Stuart’s strumming his new guitar in the dining room as I write. He sounds pretty good. He had to vacate his room so the smaller boys could go to bed. We just got them to bed about half an hour ago, and the clock currently reads 12:00—the very witching hour of the night.
Larry’s in his recliner reading the new Ken Follett book that Santa brought him. Santa’s a good man, and a smart one. He knows I like Mr. Follett, too. He obviously chose Larry’s present with care.
I’ve promised the boys gingerbread men and milk for breakfast tomorrow. Who wants grits and eggs when there’s gingerbread in the house? It is Christmas vacation after all.
Larry took pictures of Bentley, our Lab, ripping into his present with his teeth. Apparently he remembers what to do with presents, or he’s learned by watching the boys. He quickly opened his dinosaur-sized bone and pranced around to show it to every body.

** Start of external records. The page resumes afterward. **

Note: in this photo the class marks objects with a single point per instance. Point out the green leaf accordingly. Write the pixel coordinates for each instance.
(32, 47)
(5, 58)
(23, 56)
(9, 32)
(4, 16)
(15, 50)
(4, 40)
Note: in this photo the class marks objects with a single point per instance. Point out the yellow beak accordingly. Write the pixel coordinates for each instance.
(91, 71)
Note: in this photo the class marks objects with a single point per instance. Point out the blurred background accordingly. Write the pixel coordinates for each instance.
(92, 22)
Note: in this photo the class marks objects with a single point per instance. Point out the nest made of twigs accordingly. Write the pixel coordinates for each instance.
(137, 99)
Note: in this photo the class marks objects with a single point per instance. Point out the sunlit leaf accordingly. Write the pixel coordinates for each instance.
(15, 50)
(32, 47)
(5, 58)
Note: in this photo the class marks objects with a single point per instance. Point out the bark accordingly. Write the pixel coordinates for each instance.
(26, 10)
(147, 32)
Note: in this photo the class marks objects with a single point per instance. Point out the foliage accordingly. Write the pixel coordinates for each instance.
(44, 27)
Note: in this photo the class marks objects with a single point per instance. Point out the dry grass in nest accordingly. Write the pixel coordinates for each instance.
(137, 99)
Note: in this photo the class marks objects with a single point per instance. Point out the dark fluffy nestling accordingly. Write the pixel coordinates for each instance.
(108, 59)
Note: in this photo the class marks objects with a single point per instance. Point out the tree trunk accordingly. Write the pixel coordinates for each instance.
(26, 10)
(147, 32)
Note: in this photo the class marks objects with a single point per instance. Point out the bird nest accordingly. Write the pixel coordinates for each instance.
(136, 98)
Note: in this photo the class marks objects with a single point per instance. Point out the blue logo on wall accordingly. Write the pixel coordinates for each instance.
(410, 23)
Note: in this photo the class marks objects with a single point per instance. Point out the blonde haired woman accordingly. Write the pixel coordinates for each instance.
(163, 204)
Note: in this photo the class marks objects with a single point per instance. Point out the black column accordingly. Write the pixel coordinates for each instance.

In a few minutes we devoured the Yule Log that I spent hours making today. Funny how that works. Tomorrow we’ll sit down for half an hour—an hour at the most--and make short work of the feast I’ve worked on for days. Such is life.

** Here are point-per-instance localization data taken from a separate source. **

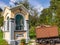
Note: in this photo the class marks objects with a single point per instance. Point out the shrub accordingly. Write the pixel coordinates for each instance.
(23, 41)
(3, 42)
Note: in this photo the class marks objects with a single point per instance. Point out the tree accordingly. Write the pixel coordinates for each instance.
(46, 16)
(1, 18)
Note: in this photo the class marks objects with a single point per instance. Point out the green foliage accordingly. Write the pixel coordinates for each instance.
(32, 32)
(46, 17)
(23, 40)
(2, 42)
(1, 21)
(1, 18)
(1, 35)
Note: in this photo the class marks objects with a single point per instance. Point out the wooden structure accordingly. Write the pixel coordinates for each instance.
(47, 35)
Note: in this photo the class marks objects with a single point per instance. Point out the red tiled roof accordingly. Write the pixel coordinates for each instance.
(46, 31)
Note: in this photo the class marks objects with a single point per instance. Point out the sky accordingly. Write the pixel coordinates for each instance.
(37, 4)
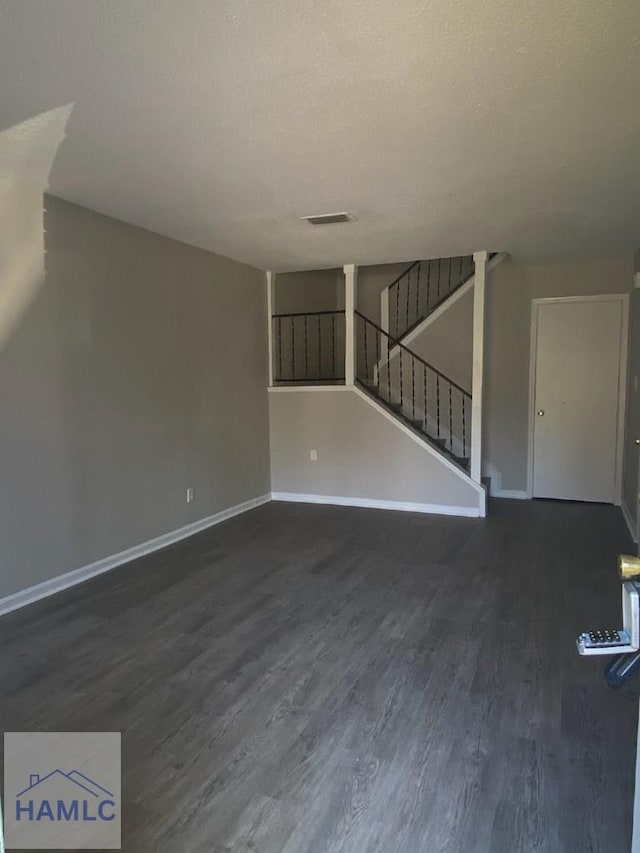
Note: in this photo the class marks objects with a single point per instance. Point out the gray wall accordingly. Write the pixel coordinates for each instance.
(508, 322)
(308, 291)
(134, 367)
(360, 453)
(630, 475)
(372, 280)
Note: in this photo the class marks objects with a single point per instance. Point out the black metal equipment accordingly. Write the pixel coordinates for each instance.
(625, 642)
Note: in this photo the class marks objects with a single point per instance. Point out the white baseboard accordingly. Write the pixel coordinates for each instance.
(60, 582)
(514, 494)
(631, 522)
(369, 503)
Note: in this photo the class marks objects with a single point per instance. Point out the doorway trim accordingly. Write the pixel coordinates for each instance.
(623, 298)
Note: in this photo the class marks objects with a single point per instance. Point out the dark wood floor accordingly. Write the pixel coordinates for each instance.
(308, 678)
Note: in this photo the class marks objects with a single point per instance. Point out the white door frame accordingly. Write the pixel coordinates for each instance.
(623, 298)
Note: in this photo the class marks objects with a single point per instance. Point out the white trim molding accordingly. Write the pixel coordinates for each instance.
(630, 520)
(350, 302)
(374, 503)
(513, 494)
(479, 282)
(271, 283)
(61, 582)
(414, 333)
(279, 389)
(623, 298)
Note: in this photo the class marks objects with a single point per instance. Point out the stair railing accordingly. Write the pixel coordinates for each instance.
(416, 391)
(309, 347)
(420, 289)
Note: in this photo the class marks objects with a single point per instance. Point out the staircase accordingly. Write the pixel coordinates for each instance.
(310, 348)
(420, 290)
(415, 391)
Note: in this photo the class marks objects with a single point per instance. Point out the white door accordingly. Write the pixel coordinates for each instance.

Once the used wrapping paper and tinsel of Christmas are cleared away, we will start our plans for the New Year. I’ll leave my tree up through January 1st, not really because I’m superstitious, but because I like it. I’m never sure how the superstition goes anyway. Some people believe the tree must come down by the first to ward off bad luck. I don’t think the date has anything to do with luck one way or the other.

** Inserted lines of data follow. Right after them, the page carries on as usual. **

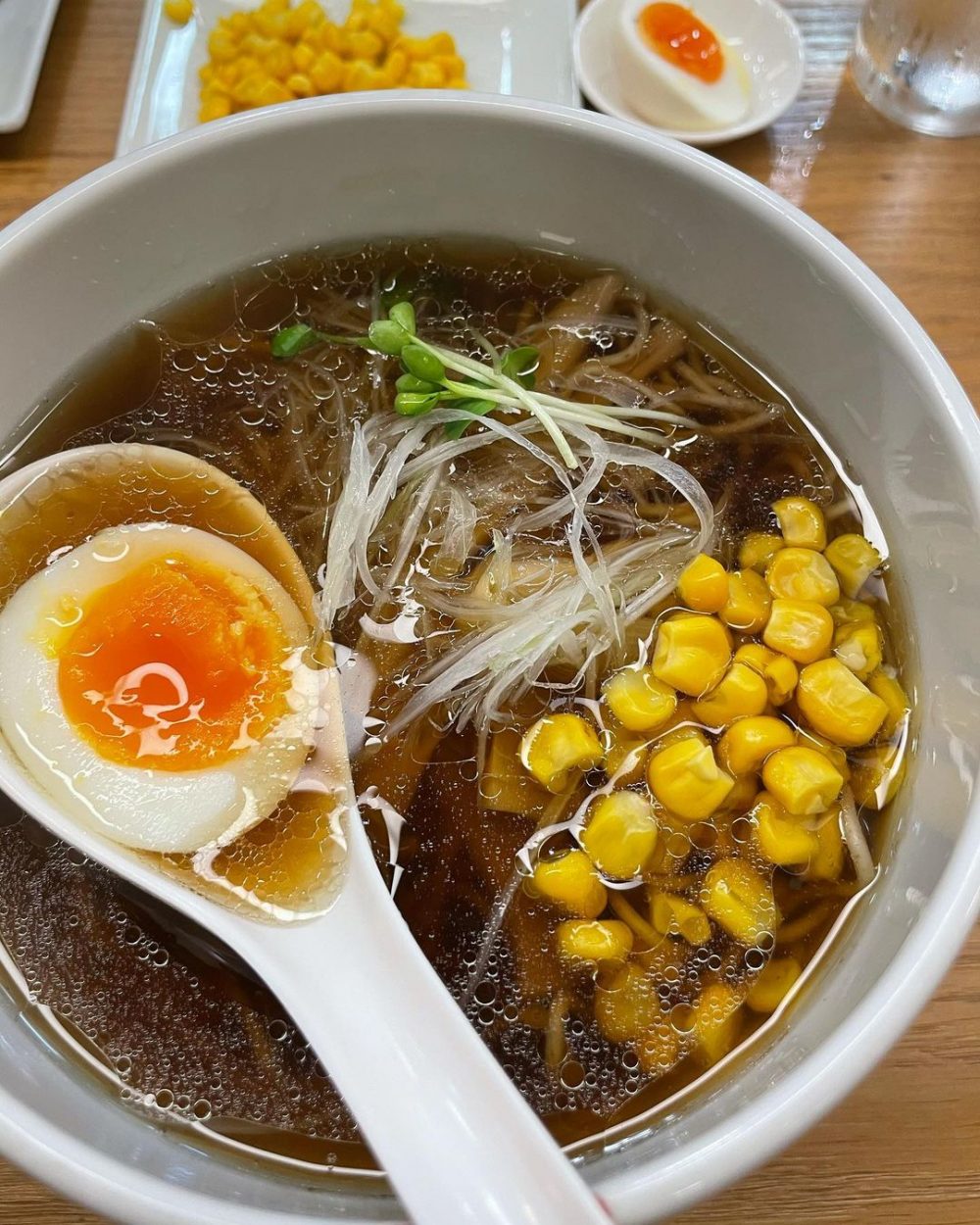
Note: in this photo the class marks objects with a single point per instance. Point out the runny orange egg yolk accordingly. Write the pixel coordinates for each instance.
(680, 38)
(176, 666)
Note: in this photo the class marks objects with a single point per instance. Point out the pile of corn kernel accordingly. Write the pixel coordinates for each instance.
(278, 53)
(765, 706)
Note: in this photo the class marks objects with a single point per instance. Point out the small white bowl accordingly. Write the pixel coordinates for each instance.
(759, 30)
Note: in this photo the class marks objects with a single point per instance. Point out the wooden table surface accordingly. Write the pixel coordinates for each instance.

And speaking of luck, I grew up with very clear directions on how to have good luck for the coming year. My mother was adamant about following them. The instructions go something like this: Cook those black eyed peas for New Year’s Day. Cook them with hog jowl and make sure every family member eats a good bait of them. That may be a bit difficult with some of my picky eaters around here, especially when they learn they have to eat some collard greens to go with the peas. Those greens will ensure greenbacks in our pockets for the coming year. We’ll brook no poverty in this household if we eat right on New Year’s Day. What could be simpler? Every one must have some change in his pocket throughout the day to insure prosperity for the coming year. It’s not enough to just eat the greens.
The most important instruction of all in my family and the one Mama never broke is that you must never, never, NEVER wash clothes on New Year’s Day. That is the worst kind of bad luck. It’s worse than spilling salt or killing a spider. The old superstition against washing on New Year’s Day warns that someone in the family will die before the year’s out if you break this rule. I’ll give my washer the day off in memory of Mama.
It occurs to me that observing the superstitions might not be working, since I am not any where close to wealth, nor have I ever been. Not the monetary wealth anyway. I am wealthy in family and love and I’m thankful for that. So much for superstitions.
The coming year promises to be an interesting one. It’s an election year after all. Enough said. May God bless us one and all.